On pouvait craindre que les auteurs de la Carmélite ne laissassent geler leur inspiration gentille, leur grâce primesautière dans tout le marbre et les glaces de cette ostentation. Mais ils ont pris le siècle au début, quand il était encore teinté en rose des juvénilités adorables d’un prince charmant de vingt ans, et des velléités amoureuses qui pointaient en son cœur à peine épanoui. Ces amours avec Mlle de la Valliére n’eurent vraiment rien à voir avec la rigidité des étiquettes qui s’introduisirent plus tard, pour les régler, jusque dans les passions ordonnées du monarque glorieux. Ce fut bien la fête de deux jeunes âmes qui s’ouvraient à la vie et qui chantèrent en même temps le doux mystère, sans que l’esprit d’intrigue et les rêves ambitieux d’une part, le rang et le sentiment des distances de l’autre, se missent de la partie pour en rompre le charme ingénu.

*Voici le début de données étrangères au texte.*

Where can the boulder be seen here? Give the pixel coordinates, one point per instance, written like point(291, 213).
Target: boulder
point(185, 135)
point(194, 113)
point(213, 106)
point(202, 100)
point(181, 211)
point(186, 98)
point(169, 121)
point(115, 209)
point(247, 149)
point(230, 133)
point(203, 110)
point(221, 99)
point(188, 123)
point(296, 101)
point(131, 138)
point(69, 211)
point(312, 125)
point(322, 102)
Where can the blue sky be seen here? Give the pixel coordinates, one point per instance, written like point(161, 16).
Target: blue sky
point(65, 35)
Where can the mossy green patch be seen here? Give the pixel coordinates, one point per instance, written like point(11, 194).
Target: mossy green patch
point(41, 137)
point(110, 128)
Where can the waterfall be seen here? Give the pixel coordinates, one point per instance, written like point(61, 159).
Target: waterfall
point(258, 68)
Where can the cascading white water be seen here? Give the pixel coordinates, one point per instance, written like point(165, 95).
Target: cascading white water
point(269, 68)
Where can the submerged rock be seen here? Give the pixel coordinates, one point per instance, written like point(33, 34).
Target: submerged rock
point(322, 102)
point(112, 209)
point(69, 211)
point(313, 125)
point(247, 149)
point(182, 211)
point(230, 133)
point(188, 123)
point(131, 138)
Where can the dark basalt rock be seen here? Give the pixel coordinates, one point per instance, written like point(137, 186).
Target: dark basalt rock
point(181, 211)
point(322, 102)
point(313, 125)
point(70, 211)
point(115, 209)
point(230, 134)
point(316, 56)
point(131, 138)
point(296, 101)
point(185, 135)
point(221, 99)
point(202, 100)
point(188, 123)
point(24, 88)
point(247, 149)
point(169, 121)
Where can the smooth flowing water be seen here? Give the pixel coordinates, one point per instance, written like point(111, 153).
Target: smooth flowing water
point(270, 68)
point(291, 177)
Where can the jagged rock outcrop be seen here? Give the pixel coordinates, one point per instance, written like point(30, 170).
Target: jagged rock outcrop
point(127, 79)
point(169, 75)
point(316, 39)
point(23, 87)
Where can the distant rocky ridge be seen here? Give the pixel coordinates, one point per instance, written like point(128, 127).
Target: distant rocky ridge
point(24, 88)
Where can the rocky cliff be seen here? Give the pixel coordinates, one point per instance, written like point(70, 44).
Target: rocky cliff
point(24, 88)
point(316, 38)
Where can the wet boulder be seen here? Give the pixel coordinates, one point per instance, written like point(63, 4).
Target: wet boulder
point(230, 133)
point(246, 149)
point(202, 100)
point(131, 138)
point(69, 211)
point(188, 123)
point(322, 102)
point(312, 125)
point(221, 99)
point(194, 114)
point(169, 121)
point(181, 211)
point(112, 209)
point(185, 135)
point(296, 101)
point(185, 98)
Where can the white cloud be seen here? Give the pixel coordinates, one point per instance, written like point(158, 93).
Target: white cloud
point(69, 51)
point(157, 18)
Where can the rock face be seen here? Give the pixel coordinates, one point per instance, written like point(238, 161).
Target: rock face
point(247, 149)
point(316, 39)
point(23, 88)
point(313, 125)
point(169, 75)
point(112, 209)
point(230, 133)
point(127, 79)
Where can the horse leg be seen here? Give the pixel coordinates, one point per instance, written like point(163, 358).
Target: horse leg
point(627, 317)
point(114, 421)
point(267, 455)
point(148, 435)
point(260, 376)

Cette légende, M. Catulle Mendès se l’est appropriée non pas servilement. – il l’a débarrassée même de quelques tares dont l’histoire souvent impitoyable et les chroniques scandaleuses crurent devoir la ternir – mais en l’entourant de toutes les imaginations claires ou sombres que lui suggéra sa cervelle dorée de poète et de dramaturge.

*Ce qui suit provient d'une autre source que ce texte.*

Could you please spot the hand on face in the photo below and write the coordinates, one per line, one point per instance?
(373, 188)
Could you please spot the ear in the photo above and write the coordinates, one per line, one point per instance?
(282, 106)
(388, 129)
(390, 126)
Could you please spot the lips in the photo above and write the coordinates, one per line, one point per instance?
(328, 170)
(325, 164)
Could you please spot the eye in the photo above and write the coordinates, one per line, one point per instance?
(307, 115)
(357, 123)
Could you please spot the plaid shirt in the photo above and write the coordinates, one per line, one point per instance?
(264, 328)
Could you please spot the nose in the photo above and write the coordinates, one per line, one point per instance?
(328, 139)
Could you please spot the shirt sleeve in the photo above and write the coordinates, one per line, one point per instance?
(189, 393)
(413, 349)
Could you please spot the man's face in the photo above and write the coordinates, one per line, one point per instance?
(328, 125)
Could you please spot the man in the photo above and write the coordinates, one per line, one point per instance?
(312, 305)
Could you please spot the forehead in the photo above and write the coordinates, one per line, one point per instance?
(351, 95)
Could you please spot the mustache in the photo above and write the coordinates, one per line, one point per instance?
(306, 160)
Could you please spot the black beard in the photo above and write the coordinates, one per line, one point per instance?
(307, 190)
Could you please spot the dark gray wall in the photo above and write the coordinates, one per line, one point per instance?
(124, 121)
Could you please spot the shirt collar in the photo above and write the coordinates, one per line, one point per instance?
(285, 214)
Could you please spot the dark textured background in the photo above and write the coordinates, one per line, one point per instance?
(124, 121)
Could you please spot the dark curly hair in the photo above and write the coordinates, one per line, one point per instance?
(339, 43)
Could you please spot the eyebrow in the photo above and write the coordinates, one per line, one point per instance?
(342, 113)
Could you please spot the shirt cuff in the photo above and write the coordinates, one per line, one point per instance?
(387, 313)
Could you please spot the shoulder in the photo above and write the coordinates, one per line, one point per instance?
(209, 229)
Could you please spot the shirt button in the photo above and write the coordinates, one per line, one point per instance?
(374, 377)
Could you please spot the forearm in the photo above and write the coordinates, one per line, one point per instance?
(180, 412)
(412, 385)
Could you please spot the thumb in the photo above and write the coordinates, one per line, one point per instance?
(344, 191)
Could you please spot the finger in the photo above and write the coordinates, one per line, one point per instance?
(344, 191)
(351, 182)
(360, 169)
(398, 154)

J’ai oui dire par quelques-uns de ces esprits méthodiques, qui ont la rage de vouloir tout « sérier » et de ranger choses et gens dans des catégories distinctes de genre et de talent, d’où il leur est interdit de sortir, que M. Catulle Mendès, rimeur et rythmeur assurément de haute volée, n’entendait rien aux lois (?) du théâtre et que la fable de la Carmélite, si touchante soit-elle, n’était nullement adaptée aux exigences scéniques, que les reliefs n’en étaient pas assez accusés ni les caractères assez poussés, que le musicien de son côté, auteur mondain certes d’un talent appréciable et apprécié, n’avait pas davantage le génie du « drame lyrique moderne » – on a tout dit quand on a lâché ce gros mot – que les contours de sa mélodie restaient indécis, volontairement peut-être, que son orchestre insuffisamment nourri et de dessous presque indigents affectionnait trop les tons pâles et ne tonitruait pas quand il eût fallu. Que sais-je encore ? Tout cela serait-il d’ailleurs, que je m’en inquiéterais peu. Je saurai toujours gré aux artistes qui, dans l’ornière habituelle du « théâtre » – puisque théâtre il y a – voudront bien jeter un grain nouveau et nous débarrasser des folles herbes et de l’ivraie obstinée qui y foisonnent en trop de liberté, depuis des années tournant au siècle. Je ne sais pas pourquoi on veut assigner des règles au théâtre – pourquoi ne pas nous ramener alors à l’ancien système des « trois unités » – et j’y admets toutes les fantaisies, l’heureuse fantaisie qui nous change de l’odieuse coutume qui brise les ressorts usés et chasse l’éternel déjà vu.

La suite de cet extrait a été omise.